Using a 0w/40w Full Synthetic like Mobil 1 instead of 30W should help reduce the possibility of oil consumption especially in a high mileage (100K+)given it's weight.

And given your extensive auto mechanical abilities it would appear you've eliminated ALL potential?? sources of where leaks could occur on the 2.8L V6!

Most say that one would be lucky to "use/lose" 1qt per 5,000 miles.

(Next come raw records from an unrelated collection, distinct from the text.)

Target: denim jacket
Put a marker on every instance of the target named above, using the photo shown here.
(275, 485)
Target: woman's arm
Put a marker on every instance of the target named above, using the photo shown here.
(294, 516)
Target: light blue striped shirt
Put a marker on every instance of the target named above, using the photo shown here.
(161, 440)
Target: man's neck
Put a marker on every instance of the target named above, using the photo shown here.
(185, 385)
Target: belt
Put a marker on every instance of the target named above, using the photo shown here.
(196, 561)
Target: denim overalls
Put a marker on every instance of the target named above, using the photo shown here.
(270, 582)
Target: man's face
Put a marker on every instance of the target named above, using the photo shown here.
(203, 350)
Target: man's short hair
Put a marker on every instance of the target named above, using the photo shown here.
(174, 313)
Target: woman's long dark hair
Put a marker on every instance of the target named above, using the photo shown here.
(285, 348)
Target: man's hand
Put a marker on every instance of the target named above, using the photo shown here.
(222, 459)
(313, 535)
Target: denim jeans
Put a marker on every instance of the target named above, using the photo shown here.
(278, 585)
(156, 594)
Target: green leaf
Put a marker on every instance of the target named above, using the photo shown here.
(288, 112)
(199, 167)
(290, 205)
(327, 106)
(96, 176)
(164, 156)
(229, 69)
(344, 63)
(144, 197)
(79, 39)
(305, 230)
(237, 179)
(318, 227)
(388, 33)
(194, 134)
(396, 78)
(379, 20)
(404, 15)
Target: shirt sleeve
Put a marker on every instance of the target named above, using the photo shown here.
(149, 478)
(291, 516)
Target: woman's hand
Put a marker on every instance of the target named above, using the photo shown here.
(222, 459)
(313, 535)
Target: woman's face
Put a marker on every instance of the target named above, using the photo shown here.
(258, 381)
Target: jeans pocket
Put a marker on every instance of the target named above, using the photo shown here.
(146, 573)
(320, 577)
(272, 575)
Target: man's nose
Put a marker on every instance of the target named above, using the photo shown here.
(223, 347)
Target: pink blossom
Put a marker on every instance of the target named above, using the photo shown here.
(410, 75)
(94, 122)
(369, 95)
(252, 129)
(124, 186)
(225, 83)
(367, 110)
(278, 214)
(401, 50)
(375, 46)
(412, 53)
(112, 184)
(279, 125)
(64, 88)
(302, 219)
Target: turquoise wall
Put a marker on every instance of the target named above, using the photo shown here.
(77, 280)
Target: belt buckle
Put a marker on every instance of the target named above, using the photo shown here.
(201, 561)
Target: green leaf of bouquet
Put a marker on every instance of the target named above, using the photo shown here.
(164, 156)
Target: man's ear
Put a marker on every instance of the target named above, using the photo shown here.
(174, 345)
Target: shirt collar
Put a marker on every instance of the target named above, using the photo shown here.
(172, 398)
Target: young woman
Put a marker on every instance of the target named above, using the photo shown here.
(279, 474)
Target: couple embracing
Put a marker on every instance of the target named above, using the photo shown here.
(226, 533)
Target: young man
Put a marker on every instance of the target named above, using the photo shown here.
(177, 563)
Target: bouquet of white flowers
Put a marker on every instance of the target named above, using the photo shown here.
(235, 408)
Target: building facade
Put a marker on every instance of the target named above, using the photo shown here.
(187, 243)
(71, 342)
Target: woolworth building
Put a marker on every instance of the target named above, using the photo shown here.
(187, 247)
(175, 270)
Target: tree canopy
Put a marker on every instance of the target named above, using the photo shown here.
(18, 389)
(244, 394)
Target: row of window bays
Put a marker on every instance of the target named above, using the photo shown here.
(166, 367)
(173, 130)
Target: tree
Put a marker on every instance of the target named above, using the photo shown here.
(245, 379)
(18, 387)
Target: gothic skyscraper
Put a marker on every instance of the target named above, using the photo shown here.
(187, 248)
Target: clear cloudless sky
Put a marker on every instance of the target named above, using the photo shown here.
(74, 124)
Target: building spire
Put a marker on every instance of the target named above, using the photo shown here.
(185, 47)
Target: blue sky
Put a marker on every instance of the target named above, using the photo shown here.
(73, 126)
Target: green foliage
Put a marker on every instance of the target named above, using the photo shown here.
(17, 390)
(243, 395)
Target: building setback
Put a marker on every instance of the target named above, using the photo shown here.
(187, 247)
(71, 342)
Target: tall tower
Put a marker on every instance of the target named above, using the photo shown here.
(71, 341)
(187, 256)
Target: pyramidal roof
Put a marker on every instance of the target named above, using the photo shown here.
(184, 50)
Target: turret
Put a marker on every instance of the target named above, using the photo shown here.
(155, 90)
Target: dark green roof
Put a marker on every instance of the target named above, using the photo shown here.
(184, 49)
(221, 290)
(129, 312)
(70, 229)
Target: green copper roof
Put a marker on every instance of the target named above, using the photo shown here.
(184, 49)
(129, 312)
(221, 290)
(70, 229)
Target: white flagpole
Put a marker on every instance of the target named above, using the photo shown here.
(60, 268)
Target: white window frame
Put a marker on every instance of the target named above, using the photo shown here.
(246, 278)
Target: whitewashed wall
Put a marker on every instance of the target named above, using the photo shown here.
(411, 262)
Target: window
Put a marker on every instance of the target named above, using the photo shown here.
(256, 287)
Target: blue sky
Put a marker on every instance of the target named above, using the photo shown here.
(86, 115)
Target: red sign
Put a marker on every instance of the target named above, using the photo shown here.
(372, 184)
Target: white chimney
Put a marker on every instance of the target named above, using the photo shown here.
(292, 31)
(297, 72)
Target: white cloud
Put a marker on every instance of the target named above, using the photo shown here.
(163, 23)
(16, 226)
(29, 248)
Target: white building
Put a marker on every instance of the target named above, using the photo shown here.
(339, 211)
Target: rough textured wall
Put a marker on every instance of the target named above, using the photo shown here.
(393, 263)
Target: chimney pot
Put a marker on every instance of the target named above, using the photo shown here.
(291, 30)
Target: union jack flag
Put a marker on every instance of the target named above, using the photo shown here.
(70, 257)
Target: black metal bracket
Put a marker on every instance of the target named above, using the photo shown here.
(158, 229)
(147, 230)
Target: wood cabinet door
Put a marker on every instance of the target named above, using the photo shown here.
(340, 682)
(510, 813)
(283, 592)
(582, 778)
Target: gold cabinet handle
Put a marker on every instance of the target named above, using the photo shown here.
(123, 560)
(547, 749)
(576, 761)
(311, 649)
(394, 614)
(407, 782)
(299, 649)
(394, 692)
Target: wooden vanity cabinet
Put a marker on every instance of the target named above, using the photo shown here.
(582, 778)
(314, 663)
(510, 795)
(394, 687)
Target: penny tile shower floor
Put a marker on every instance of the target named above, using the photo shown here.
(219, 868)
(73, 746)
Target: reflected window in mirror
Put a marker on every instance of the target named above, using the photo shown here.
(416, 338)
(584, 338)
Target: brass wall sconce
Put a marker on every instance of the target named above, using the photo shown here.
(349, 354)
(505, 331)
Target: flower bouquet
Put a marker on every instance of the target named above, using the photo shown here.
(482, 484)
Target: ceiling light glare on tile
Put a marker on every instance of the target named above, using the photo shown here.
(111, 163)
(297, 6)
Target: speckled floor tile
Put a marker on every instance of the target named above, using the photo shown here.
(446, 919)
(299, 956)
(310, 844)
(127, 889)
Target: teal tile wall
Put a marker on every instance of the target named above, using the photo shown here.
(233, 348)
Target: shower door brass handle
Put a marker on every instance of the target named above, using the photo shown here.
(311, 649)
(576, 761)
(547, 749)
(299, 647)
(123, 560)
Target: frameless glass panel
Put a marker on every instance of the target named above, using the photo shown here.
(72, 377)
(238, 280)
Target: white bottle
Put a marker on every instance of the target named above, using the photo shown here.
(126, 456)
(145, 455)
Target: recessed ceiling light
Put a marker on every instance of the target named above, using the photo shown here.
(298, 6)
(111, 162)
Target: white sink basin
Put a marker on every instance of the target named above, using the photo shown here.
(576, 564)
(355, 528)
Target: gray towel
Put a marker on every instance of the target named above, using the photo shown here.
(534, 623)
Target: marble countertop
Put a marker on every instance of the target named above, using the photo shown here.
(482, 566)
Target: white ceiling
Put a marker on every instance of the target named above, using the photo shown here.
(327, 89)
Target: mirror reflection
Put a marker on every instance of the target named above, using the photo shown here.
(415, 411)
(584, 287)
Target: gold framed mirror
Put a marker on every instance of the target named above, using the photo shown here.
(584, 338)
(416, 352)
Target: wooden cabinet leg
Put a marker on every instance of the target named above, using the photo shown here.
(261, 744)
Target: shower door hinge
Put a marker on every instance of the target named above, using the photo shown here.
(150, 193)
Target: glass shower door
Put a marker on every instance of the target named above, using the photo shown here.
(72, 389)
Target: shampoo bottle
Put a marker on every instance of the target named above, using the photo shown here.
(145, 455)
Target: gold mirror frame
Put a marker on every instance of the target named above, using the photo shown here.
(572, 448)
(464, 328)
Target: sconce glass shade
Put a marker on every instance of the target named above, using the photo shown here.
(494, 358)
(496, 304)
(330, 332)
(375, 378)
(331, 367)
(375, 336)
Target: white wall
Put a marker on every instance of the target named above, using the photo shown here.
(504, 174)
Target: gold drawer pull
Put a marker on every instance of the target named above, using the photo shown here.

So just to verify you're saying put in the crankcase 1QT of Dextron Automatic Transmission Fluid.... say 100 miles BEFORE one's oil change the next morning worked wonders for you?

In my own case a B5.5 stick shift, 2002, I luckily have no oil leaks, still have original cam seals, cam caps; and valve cover gaskets and my engine has been fairly spotless. I "use/burn just over a 1qt/5,000 miles.

Based on reading tons of posts on PassatWorld, it would appear that those with B5 have more PCV related, & oil leaks than B5.5 (redesigned PCV system and components). Moreover, I also deployed my own strategy of numerous oil additives such as BG Moa; AutoRx; Seafoam (say 75 miles before oil change) that have had a positive impact. For the gas tank I use Techron; Lucas; Seafoam; RXP:
all occasionally to obtain optimal results.

Looking forward Slimjimm to your reply( Dextron the solution?)


----------



## brus6286 (Jun 27, 2007)

I'm curious on this. 

How does the trans fluid benefit the engine? (Seal/Clean etc etc)


----------



## spitpilot (Feb 14, 2000)

Other than when my right valve cover gasket and cam seals failed...I saw negligible oil consupmtion on my V6 Passat..just sold it with 93K miles. With that low mileage over 10 years...I changed oil by time (4X year) not by miles...used Castrol GTX 10-40W year round (NorCal BayArea doesn't have low temps in winter)...Sounds like the ATF cleaned up the oil control rings/lands..good luck!!!:thumbup:


----------



## 02GLXWag6stk (May 23, 2008)

Spitpilot:

This forum is sorry that you've moved on with your recent sale of your V6.

You've been a *ESTEEMED,GENEROUS contributor* and we'll miss you.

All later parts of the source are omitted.